Optimize machine learning model performance by systematically searching hyperparameter combinations with scikit-learn's GridSearchCV.

Table Of Contents

Finding the Sweet Spot

Default hyperparameters rarely give optimal performance. GridSearchCV automates the search for the best hyperparameter combinations through cross-validation.

Basic GridSearchCV Usage

from sklearn.model_selection import GridSearchCV
from sklearn.svm import SVC
from sklearn.datasets import make_classification
from sklearn.model_selection import train_test_split

# Generate sample data
X, y = make_classification(n_samples=1000, n_features=10, random_state=42)
X_train, X_test, y_train, y_test = train_test_split(X, y, test_size=0.2, random_state=42)

# Define parameter grid
param_grid = {
    'C': [0.1, 1, 10, 100],
    'gamma': [0.001, 0.01, 0.1, 1],
    'kernel': ['rbf', 'linear']
}

# Create and fit GridSearchCV
svm = SVC(random_state=42)
grid_search = GridSearchCV(svm, param_grid, cv=5, scoring='accuracy', n_jobs=-1)
grid_search.fit(X_train, y_train)

print(f"Best parameters: {grid_search.best_params_}")
print(f"Best cross-validation score: {grid_search.best_score_:.3f}")
print(f"Test set score: {grid_search.score(X_test, y_test):.3f}")
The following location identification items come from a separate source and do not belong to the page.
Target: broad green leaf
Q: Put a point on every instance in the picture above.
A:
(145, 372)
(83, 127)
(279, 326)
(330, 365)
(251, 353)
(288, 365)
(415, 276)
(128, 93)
Random Forest Hyperparameter Tuning

from sklearn.ensemble import RandomForestClassifier

# Random Forest parameter grid
rf_param_grid = {
    'n_estimators': [50, 100, 200],
    'max_depth': [3, 5, 7, None],
    'min_samples_split': [2, 5, 10],
    'min_samples_leaf': [1, 2, 4]
}

rf = RandomForestClassifier(random_state=42)
rf_grid = GridSearchCV(rf, rf_param_grid, cv=3, scoring='accuracy', n_jobs=-1)
rf_grid.fit(X_train, y_train)

print(f"RF Best parameters: {rf_grid.best_params_}")
print(f"RF Best CV score: {rf_grid.best_score_:.3f}")

Multiple Scoring Metrics

from sklearn.metrics import make_scorer, precision_score, recall_score

# Define multiple scoring metrics
scoring = {
    'accuracy': 'accuracy',
    'precision': make_scorer(precision_score, average='weighted'),
    'recall': make_scorer(recall_score, average='weighted'),
    'f1': 'f1_weighted'
}

# Grid search with multiple metrics
multi_grid = GridSearchCV(
    svm, param_grid, cv=5, scoring=scoring, 
    refit='f1', n_jobs=-1  # Refit on F1 score
)
multi_grid.fit(X_train, y_train)

print(f"Best params (F1): {multi_grid.best_params_}")
print(f"Best F1 score: {multi_grid.best_score_:.3f}")

# Access all scores
results = multi_grid.cv_results_
print(f"Mean test accuracy: {results['mean_test_accuracy'][:3].round(3)}")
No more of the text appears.